Há muito que Israel também visa  instalações médicas, ambulâncias e médicos, como aponta o estudioso do Médio Oriente Norman Finkelstein. Bombardeou um hospital infantil palestino durante a guerra de 1982 no Líbano, matando  60 pessoas. Também realizou ataques com mísseis  contra ambulâncias libanesas claramente identificadas durante a guerra de 2006 entre Israel e o Líbano.
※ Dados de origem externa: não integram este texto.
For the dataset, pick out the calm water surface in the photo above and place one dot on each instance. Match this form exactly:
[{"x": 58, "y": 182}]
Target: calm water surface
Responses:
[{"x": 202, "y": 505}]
Danificou ou destruiu 29 ambulâncias e quase metade das instalações de saúde de Gaza,  incluindo  15 hospitais, durante o ataque a Gaza de 2008-2009, conhecido como Operação Chumbo Fundido. Proibiu rotineiramente que palestinos feridos fossem recolhidos por ambulâncias durante esta operação, muitas vezes deixando-os morrer. Durante a Operação Margem Protetora, o ataque de 51 dias a Gaza em 2014, Israel destruiu ou danificou 17 hospitais e 56 centros de saúde primários e danificou ou destruiu 45 ambulâncias.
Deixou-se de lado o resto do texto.